Safe response: Cache empty results briefly; bloom filter in app.
| Failure mode | Primary failure points | Impact | Core mitigation |
|---|---|---|---|
| Cache stampede | FP7 | DB overload | Single-flight + jitter TTL |
| Stale read | FP3, FP10 | Bad UX | Read primary / versioning |
| Lost write on failover | FP1 | Data loss feel | Sync repl or don’t trust cache |
| Split brain | FP2 | Inconsistency | Quorum failover |
| Cold start | Restart | DB spike | Warm RDB; ramp traffic |
| Hot key | FP6 | Latency | Key fan-out |
| Migration loss | FP5 | Missing keys | Safe migration protocol |
| Routing loop | FP4 | Outage | Client map refresh |
| OOM cascade | FP9 | Shard down | Eviction policy |
| Cache penetration | App pattern | DB load | Negative cache |
9. Scalability, availability, and security
9.1 Scalability
- Add shards to scale memory and write QPS.
- Add read replicas per hot shard.
- Pipelining and connection pooling on clients.
- Avoid cross-slot multi-key transactions in MVP.
9.2 Availability
- Multi-AZ placement; replica in different AZ than primary.

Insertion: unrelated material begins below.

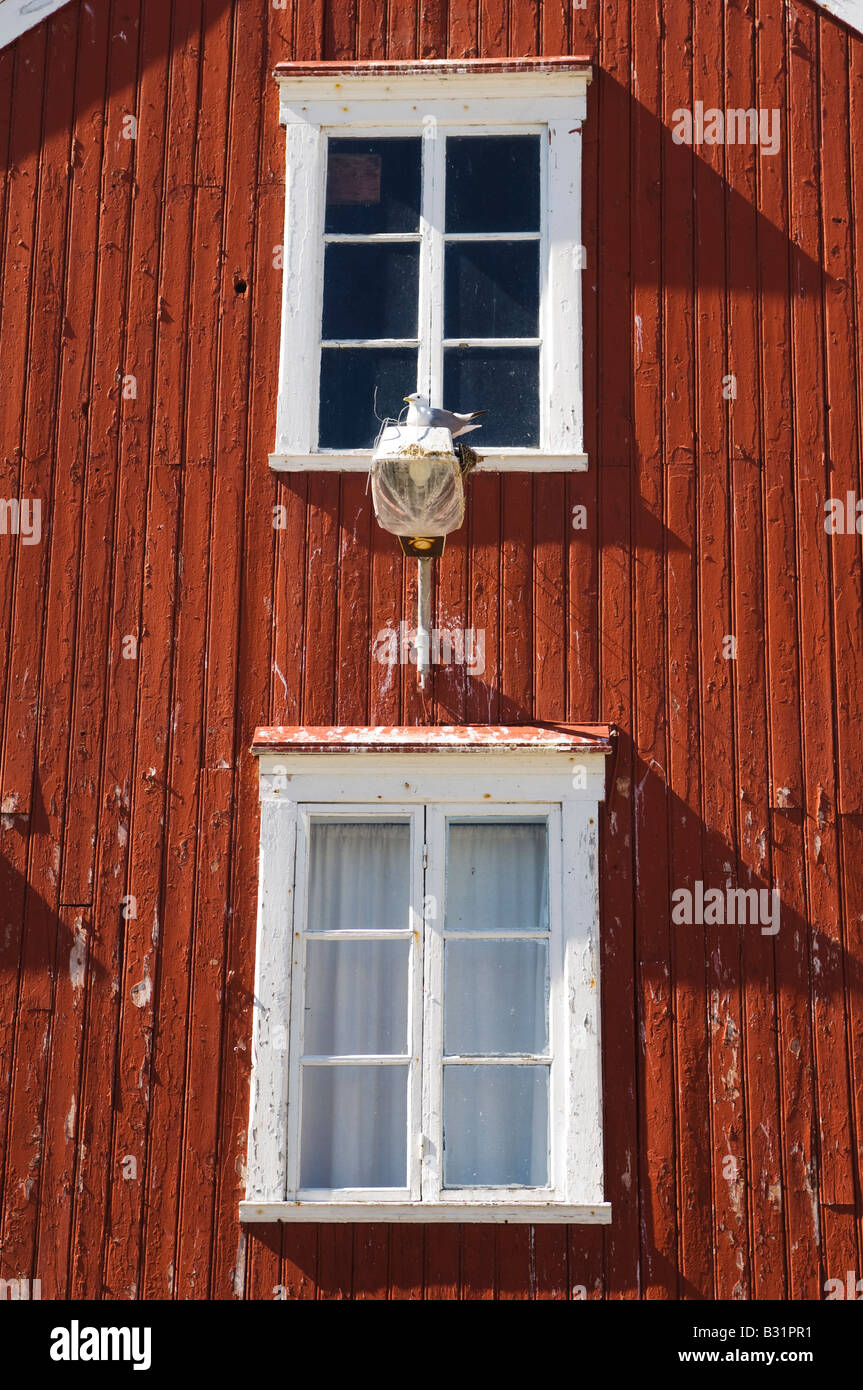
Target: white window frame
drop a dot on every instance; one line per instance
(296, 787)
(432, 104)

- Automatic failover with health checks (heartbeat < 1 s detect, < 30 s promote).
- Application: treat cache miss as normal—never require cache for liveness.
9.3 Security
- TLS in transit; ACL per application user.
- Disable dangerous commands in prod (
FLUSHALL). - Do not store secrets unencrypted; cache is not a vault.
10. Tradeoffs recap
| Decision | Common choice | Why |
|---|---|---|
| Sharding | Consistent hashing + vnodes | Minimal key movement on scale |
| Replication | Async primary-replica | Latency vs durability |
| App pattern | Cache-aside | Simple; DB is truth |
| Eviction | allkeys-lru / allkeys-lfu | Protect hot items (LFU) |
| Persistence | Optional RDB for warm start | Cache not primary store |
11. How to present this in 45 minutes
- 5 min — requirements; clarify cache vs primary database.
- 7 min — capacity: memory, ops/sec per shard, replication factor.
- 10 min — consistent hashing; primary-replica; client routing diagram.
- 8 min — cache-aside, hot keys, stampede, eviction/TTL.
- 10 min — failure points + failure modes (split brain, stampede, migration).
- 5 min — slot migration, tradeoffs vs Memcached/Redis managed.
The one line to remember
A distributed cache is sharded in-memory state with consistent hashing, async replication for read scale and failover, and application patterns that treat it as optional acceleration—while you plan for hot keys, TTL stampedes, and topology changes as first-class failure domains.